Başta ABD Başkanı Obama olmak üzere, tüm batılı ülkeler varılan antlaşmanın tüm Ortadoğu bölgesi için yepyeni bir dönemin başlangıcı olacağını belirtmekte adeta yarıştılar.
TV deki beyanatları dinler ve gazetelerdeki haber ve makaleleri okurken düşüncelerim beni takriben 2500 yıl evveline götürdü.
***
Yıl M.Ö. 480. Pers İmparatorluğu nerdeyse tüm Ortadoğu’ya hâkimdir. Anadolu’nun tamamını ele geçirmiş ve bugünkü Yunan yarımadasını ele geçirmek üzere tüm hazırlıklarını bitirmiştir. Muazzam bir donanma ve özel bir kara ordusu, bugünkü tabirle koordineli bir şekilde saldırıya geçer.

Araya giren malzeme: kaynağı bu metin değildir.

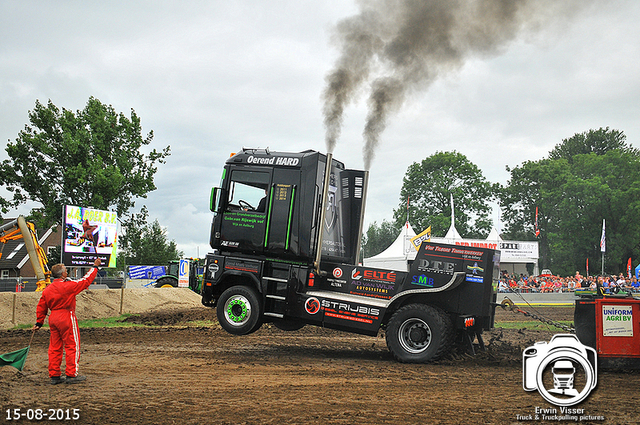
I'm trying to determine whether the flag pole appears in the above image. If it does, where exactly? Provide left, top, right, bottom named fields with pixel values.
left=600, top=218, right=607, bottom=276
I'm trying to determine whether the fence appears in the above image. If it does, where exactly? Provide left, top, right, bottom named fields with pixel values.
left=0, top=276, right=124, bottom=292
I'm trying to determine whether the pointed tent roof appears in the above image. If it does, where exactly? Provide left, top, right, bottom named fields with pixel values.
left=364, top=221, right=416, bottom=270
left=444, top=193, right=462, bottom=240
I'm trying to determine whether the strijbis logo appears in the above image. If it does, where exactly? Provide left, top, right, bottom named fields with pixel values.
left=304, top=297, right=320, bottom=314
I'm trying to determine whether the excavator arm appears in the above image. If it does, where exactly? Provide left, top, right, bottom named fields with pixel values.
left=0, top=216, right=51, bottom=291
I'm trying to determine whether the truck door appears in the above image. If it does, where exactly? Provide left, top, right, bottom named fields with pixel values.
left=220, top=169, right=271, bottom=253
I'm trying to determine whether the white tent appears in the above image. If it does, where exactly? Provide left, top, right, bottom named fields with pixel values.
left=364, top=221, right=417, bottom=272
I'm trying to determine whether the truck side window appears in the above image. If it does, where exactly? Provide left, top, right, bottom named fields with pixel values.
left=227, top=170, right=271, bottom=212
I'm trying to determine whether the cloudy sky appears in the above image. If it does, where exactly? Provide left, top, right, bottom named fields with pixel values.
left=0, top=0, right=640, bottom=256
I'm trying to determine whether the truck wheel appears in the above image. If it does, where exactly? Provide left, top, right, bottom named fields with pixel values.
left=156, top=277, right=178, bottom=288
left=216, top=286, right=262, bottom=335
left=386, top=304, right=454, bottom=363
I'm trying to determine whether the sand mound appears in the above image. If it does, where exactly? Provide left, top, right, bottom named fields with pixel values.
left=0, top=288, right=205, bottom=329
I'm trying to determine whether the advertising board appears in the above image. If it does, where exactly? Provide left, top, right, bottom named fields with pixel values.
left=62, top=205, right=118, bottom=267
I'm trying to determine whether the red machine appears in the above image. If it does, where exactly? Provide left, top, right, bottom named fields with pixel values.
left=574, top=294, right=640, bottom=369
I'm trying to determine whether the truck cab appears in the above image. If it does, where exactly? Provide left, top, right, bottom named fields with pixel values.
left=201, top=149, right=499, bottom=362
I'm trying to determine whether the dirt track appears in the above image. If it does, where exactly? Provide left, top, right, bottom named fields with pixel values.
left=0, top=308, right=640, bottom=424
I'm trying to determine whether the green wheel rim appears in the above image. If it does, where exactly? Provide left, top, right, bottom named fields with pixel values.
left=224, top=295, right=251, bottom=326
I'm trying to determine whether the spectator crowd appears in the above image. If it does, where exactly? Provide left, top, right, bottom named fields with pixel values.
left=498, top=271, right=640, bottom=293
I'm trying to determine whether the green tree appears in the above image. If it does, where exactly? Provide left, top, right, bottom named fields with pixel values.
left=394, top=151, right=496, bottom=238
left=549, top=127, right=639, bottom=162
left=0, top=97, right=169, bottom=227
left=118, top=206, right=184, bottom=267
left=361, top=220, right=400, bottom=258
left=500, top=129, right=640, bottom=275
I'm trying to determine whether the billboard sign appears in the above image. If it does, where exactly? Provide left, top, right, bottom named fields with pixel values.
left=178, top=259, right=189, bottom=288
left=62, top=205, right=118, bottom=267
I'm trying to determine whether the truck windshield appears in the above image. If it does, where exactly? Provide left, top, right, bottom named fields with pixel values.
left=227, top=171, right=270, bottom=212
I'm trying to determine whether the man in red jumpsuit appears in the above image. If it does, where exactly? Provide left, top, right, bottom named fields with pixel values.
left=34, top=258, right=102, bottom=385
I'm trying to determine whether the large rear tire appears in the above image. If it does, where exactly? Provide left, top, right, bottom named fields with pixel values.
left=216, top=286, right=262, bottom=335
left=386, top=304, right=455, bottom=363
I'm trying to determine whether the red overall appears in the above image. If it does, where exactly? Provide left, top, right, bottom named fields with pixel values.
left=36, top=267, right=98, bottom=377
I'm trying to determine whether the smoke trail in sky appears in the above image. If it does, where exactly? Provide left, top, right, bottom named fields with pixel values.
left=323, top=0, right=587, bottom=170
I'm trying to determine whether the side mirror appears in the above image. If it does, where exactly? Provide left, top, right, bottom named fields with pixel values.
left=209, top=187, right=222, bottom=213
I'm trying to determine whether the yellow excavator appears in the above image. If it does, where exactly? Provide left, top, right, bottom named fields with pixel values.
left=0, top=216, right=51, bottom=291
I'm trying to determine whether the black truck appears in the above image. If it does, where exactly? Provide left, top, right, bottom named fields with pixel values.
left=201, top=149, right=499, bottom=363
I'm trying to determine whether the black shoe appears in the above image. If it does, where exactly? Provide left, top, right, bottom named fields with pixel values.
left=64, top=375, right=87, bottom=384
left=49, top=376, right=64, bottom=385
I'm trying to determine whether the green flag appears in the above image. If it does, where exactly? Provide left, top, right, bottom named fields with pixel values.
left=0, top=346, right=31, bottom=371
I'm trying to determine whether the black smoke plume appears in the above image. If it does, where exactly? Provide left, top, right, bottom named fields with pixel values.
left=323, top=0, right=586, bottom=170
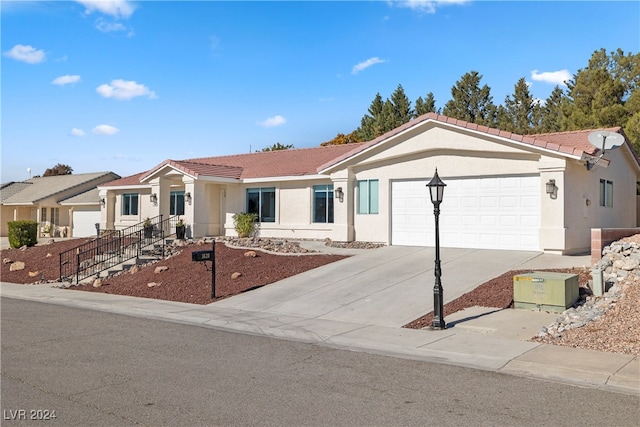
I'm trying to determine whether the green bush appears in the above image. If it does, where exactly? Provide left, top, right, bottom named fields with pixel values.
left=8, top=220, right=38, bottom=248
left=233, top=213, right=258, bottom=237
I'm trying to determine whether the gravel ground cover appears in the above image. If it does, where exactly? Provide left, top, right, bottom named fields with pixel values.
left=0, top=234, right=640, bottom=355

Ancak hiç beklemediği bir dirençle karşılaşır. Kara ordusu ünlü ‘Thermopyle’ geçidinde(1) durdurulur ve aynı anda Pers donanması, yine ünlü Yunanlı komutan Themistocles’in stratejisini anlayamadıklarından, Salamis Körfezi(2) savaşında yok edilir.

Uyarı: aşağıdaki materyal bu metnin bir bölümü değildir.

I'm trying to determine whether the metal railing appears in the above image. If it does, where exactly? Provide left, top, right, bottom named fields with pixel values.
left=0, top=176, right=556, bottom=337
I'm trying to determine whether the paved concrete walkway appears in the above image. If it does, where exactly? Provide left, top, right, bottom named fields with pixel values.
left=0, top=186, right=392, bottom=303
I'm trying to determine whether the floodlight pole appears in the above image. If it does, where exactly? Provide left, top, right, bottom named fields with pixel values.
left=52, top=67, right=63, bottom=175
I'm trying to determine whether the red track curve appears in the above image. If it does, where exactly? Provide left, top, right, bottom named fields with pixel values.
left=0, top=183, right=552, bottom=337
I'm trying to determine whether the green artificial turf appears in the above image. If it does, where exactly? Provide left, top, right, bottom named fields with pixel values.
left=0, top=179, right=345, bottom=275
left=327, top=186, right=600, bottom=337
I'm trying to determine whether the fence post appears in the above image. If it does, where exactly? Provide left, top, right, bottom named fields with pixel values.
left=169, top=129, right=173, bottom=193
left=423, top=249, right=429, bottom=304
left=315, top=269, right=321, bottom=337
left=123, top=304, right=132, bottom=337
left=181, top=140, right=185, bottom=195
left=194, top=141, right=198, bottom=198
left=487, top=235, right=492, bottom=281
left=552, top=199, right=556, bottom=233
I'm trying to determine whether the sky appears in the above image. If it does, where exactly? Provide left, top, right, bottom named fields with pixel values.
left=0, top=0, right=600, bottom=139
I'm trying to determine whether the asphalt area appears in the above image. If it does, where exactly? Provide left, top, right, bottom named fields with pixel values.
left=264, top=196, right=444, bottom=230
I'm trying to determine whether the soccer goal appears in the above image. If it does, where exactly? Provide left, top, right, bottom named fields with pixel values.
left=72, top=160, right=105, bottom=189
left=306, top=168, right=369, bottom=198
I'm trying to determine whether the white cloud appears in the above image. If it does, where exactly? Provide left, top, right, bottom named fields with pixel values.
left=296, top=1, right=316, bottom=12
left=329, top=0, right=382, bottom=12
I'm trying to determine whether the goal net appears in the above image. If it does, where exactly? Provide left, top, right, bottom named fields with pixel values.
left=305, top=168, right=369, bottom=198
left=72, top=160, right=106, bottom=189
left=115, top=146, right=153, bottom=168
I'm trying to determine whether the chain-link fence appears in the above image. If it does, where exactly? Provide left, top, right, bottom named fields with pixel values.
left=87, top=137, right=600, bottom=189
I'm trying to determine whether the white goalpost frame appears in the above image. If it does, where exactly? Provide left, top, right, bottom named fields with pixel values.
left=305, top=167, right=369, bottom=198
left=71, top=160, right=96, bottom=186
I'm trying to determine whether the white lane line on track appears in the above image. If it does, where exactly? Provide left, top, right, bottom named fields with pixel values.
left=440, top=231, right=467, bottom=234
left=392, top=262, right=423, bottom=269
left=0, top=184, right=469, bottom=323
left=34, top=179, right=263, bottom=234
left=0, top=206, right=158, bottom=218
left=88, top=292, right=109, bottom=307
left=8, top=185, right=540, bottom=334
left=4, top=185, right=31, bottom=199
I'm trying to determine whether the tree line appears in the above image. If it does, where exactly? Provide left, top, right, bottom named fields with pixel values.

Bu iki yenilgi adeta Pers İmparator-luğunun batı sınırını çizmiştir. Daha sonraki yıllarda Pers orduları yeniden saldırı teşebbüslerinde bulundularsa da akamete uğrarlar. Ama Anadolu’daki mevcudiyetleri daha 150 sene sürecek ve Yunan şehir devletleri için sürekli bir tehdit oluşturacaktır. Daha önemlisi, halk sürekli bu tehdide karşı durmadan uyarılmakta ve duyarlı hale getirilmektedir.
Yıl M.Ö.336. Makedonya kralı Philip katledilir. Yerine, dünya tarihinin en önemli şahsiyetlerinden biri olarak kabul edilen, oğlu ‘BÜYÜK İSKENDER’ geçer. Henüz 20 yaşındadır.
Küçük yaşından itibaren, dönemin en tanınmış eğitimcilerinin derslerini görmüştür. Önce Epir’li Leonidas(3), daha sonra Lysimachus,(4) ve nihayet 13 yaşından itibaren de ünlü Aristoteles, İskender’in hocaları olmuşlardır.
Bu yoğun eğitimin etkisi tüm hayatını yönlendirecektir.
Nitekim başa geçer geçmez Anadolu’yu Pers hâkimiyetinden kurtarmak için faaliyete geçer.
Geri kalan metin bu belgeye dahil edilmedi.